A Middleburg horse trainer acquitted earlier this month of trying to kill his estranged wife, whom he found in bed with one of his best friends, has been indicted by a Loudoun County grand jury on a charge of murdering his wife's lover.
Yesterday, a day after he was charged with the murder of horse dealer Howard LaBove, 30-year-old Theodore Gregory surrendered to authorities and was released on a $100,000 property bond. He is scheduled to return to court Thursday for a hearing to set a date for the trial, his third in connection with the lover's triangle slaying that shocked Virginia's horse country.
On Friday, Loudoun County Circuit Judge Carlton Penn granted Gregory and his wife, Monique Dana, a divorce, an action Gregory's lawyers had contested because it frees Dana to testify against her ex-husband about the August 1980 shooting of her lover. Under Virginia law spouses cannot testify about crimes their spouses allegedly committed against third parties.
Gregory's lawyer, Jeffrey Rice, called Penn's decree "somewhat unusual" in that each spouse's divorce was granted on different grounds.

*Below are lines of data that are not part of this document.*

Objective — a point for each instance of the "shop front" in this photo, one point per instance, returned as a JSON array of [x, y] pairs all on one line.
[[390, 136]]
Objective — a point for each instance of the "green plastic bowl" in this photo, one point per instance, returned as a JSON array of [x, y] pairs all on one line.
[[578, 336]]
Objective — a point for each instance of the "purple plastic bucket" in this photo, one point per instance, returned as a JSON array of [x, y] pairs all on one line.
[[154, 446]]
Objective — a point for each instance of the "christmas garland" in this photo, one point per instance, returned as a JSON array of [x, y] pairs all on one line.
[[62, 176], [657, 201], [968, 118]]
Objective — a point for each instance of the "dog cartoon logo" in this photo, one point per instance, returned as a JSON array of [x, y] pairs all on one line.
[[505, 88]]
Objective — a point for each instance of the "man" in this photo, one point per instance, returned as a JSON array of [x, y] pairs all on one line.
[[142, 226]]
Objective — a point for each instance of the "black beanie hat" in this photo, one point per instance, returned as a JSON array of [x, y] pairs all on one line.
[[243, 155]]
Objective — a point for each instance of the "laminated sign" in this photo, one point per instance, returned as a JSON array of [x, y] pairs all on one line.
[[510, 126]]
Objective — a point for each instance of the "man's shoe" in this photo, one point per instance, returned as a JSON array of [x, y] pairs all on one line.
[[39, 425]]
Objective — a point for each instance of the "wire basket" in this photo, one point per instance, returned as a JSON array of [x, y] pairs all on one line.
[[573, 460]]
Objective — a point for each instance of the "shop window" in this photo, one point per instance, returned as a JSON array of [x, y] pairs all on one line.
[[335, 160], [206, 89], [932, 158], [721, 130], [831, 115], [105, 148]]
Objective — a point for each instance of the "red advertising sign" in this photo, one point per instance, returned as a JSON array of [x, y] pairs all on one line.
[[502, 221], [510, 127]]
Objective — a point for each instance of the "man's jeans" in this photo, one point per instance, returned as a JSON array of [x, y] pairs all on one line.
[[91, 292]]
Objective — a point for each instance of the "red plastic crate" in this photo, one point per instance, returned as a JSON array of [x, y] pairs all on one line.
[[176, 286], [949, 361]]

Dana's was granted because the couple had lived apart for a year while Gregory's was based on the grounds that Dana committed adultery.
Rice said Gregory will appeal the divorce because it was granted in Loudoun, not in adjacent Fauquier County, where the couple had last lived together. He also said Gregory, who spent more than 18 months in the Loudoun County jail between the time of his first and second trial, had been improperly served with divorce papers in jail.
"I feel wonderful about the divorce," Dana, a 28-year-old riding instructor who has assumed her maiden name, said yesterday. "I'm not looking forward to testifying in another trial, but it has to be done."
Gregory, who has been living on his parents' Fauquier County farm since his acquittal, could not be reached for comment.
Three weeks ago, a jury in rural Westmoreland County, 75 miles south of Washington, acquitted Gregory of trying to murder his estranged wife after he found her making love with LaBove, who was then his business partner.
That trial, which had been moved from Loudoun at the request of the defense, marked the second time Gregory had been tried for attempted murder. In December 1980 Gregory was convicted by a jury. That verdict was later voided after Judge Penn agreed with defense attorneys that he had improperly prevented a psychiatrist from testifying.
Defense attorneys claimed Gregory was temporarily insane and therefore innocent. According to testimony, Gregory followed LaBove--well-known in Middleburg as a womanizer--and Dana from a dinner party, took a .45-caliber pistol from the glove compartment of his pickup truck and peered in the window of LaBove's cottage. He then entered the house, opened the bedroom door and announced, "I'm going to kill you, b----!"
Dana fled naked to a nearby house and plunged both arms through a glass door seeking refuge. LaBove was found dead with three bullet wounds in the chest.